44
SASHA
The Glock’s slide snicks in place. Full metal symphony.
Feliks peers through the nicotine-yellow blinds of the office we’re squatting in, looking for anything abnormal in the streets below. “I hope it’s true what they say about God loving drunks and idiots,” he mumbles. “Because this plan is crazy.”
I toss him a flask of bourbon from the desk. “Just in case, take a sip. Check off both boxes.”
He laughs and throws back a nip of the liquor, then passes it around. Viktor, Roza, and Ilya all follow suit. When it gets back to me, I cap it and set it aside. I don’t need liquor. Not for bravery or luck.
I have all the things that matter going for me already.

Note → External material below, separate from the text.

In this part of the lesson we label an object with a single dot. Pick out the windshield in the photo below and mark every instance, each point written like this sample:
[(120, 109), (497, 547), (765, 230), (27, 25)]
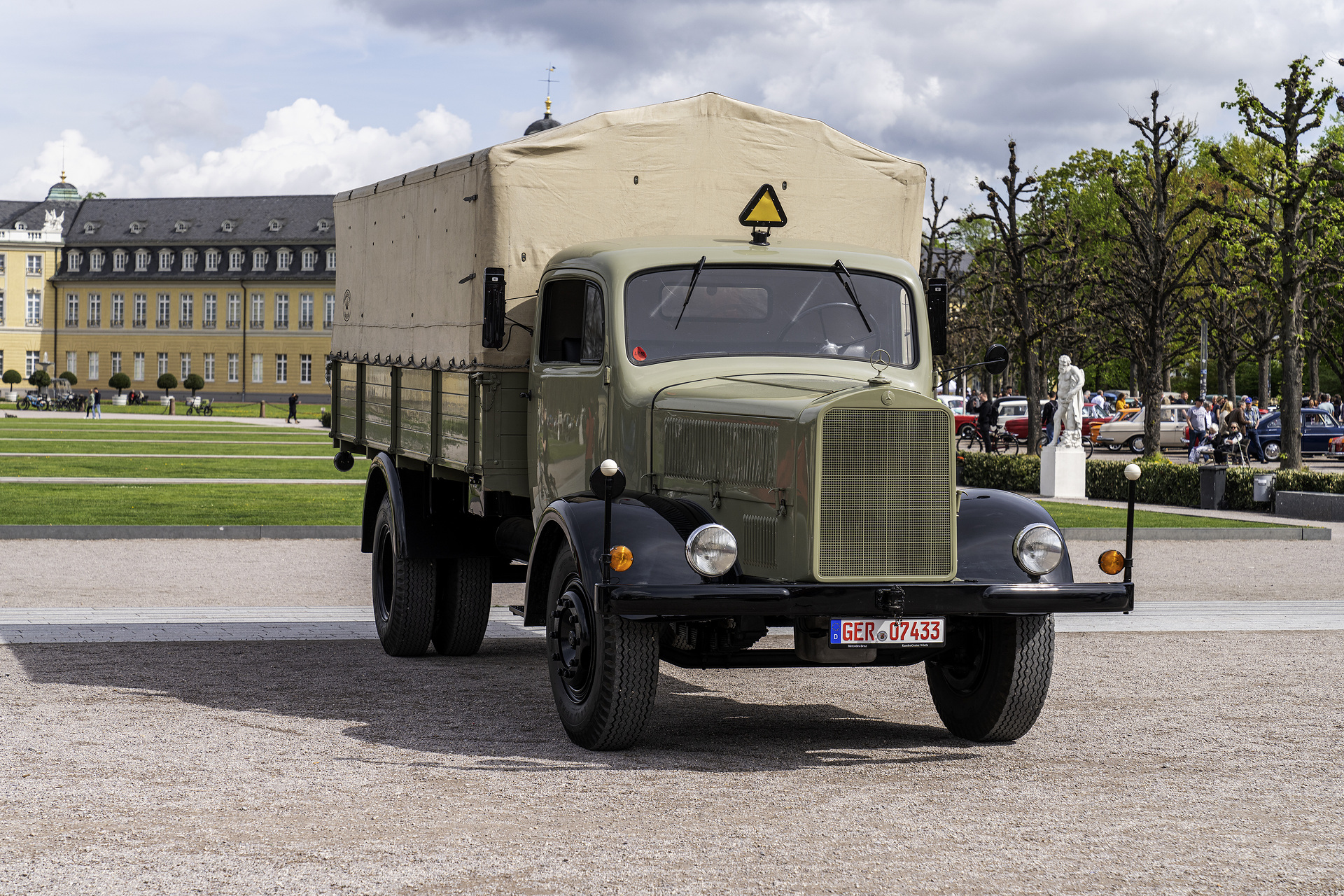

Ariel’s hair tie sits pink around my wrist. It’s hilariously out of place with my black tactical gear and the many weapons littering the surface of the desk, but somehow, it’s the piece that ties it all together.
I told her I’d come back to her.
I fucking meant it.
Today is how we make that happen.
The old leather chair creaks as I lean back, watching Roza’s pirated surveillance feeds flicker across my monitors. Dragan’s men scurry like ants between Red Hook warehouses and Midtown penthouses glittering like diamond-encrusted tumors. They’re predictable in their patterns. Stupid in their confidence.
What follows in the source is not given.